Make hurdle regression work #51

ekaterinakuzmina · 2023-11-20T14:20:44Z

This PR adds the following changes:

Fixes HurdleRegression class in ViewsEstimators.py, so it works;
Adds tests to this class for different models;
Adds test_hurdle_regressionnotebook that can be run to test the changes;
Adds FixedFirstSplitRegression class in ViewsEstimators.py that can
- split data into two groups based on the value of a spllit_by feature
- fits models to each set separately
- WHAT IS UNCLEAR: since the spllit_by feature is not the target Y, the target Y stays the same for both subsets meaning that without any additional transformation, only regressors or only classifiers can be applied to both subsets. If we want to change the target Y based on the feature spllit_by, we can apply a rule, transform the data and then feed it into HurdleRegression class. The use cases here require clarification.

hhegre

I was not able to run the test_hurdle_regression.ibynb - it stopped on a ModuleNotFoundError when importing test_hurdle_regression. I may have done something stupid - please tell me how I should run this to explore how it works. Then I will look more closely at this.

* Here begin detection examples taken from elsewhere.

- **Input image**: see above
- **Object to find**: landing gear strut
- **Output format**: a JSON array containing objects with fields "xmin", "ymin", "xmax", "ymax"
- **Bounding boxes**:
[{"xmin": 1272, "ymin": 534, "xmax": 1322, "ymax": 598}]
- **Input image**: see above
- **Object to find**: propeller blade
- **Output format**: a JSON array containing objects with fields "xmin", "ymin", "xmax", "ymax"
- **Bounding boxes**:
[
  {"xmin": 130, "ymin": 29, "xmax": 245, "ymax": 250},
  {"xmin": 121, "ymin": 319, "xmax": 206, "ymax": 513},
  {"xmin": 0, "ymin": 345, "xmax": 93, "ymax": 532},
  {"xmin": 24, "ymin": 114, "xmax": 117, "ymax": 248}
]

Thanks for tidying up. Most of it looks good to me, but some of the changes seem to alter how the class works - this should be discussed before implemented. Some cases I saw:

Why did you remove njobs=-2, what is the effect on execution time?

Please motivate the code in lines 105ff. - If y has only one unique value it might be better that the model returns an error message?

.predict() should by default use predict_proba. The previous naming was not good, but behavior should not change from the previous version

Polichinel

I still need to do the last bit, but this should give you something to work with

Polichinel · 2023-11-23T07:26:33Z

SystemUpdates/ModelDefinitions.py

I think we are moving away from using this big comprehensive ModelDefinition.py file. At least in its current form. In any case, you should make a model-specific config like the ones Noorain is working on. He posted and example in Slack, but the simplest thing is probably just to aks him about the specifics.

Agree 100%. And this is why it is important to work in branches and merge, so we can build on work of each other. So, instead of asking Noorain and doing what he has already done, I could pull his changes and build on top of them.

Polichinel · 2023-11-23T07:27:51Z

SystemUpdates/test_hurdle_regression.ipynb

Good - out with these except for experimentation and sanity checks

Polichinel · 2023-11-23T07:35:20Z

Tools/ViewsEstimators.py

-                 'HGBRegressor': HistGradientBoostingRegressor(max_iter=200),
-                 'HGBClassifier': HistGradientBoostingClassifier(max_iter=200),
+        estimators = {
+                    'linear': LinearRegression(),


Why is n_jobs removed?

Also. it is unfortunate that so many hyperparameters (HPs) are hardcoded here. They would be in the config file, but I do realize that since there are multiple different models to choose from, this could get messy. Still, we need to find a way. This is important so that when we create a sweep file for W&B we can iterate over both different HPs and models.

Also, the random_state should also be defined in the config

Agree 100%. This is something we should agree on how to implement and follow the agreement. I do not want to create more technical debt just doing it the way I want if others do it in a different way :)

On n_jobs - good catch. No particular reason. My main focus was to make the thing work and refactor it. n_jobs should not be defined inside these functions anyways as you said, they should be in a config file, so one can easily change and experiment. Will add back for now as it was before.

Polichinel · 2023-11-23T07:42:45Z

Tools/ViewsEstimators.py


-        self.reg_ = self._resolve_estimator(self.reg_name)
+        # Instantiate the regressor
+        self.reg_ = self._resolve_estimator(self.reg_name, random_state=42)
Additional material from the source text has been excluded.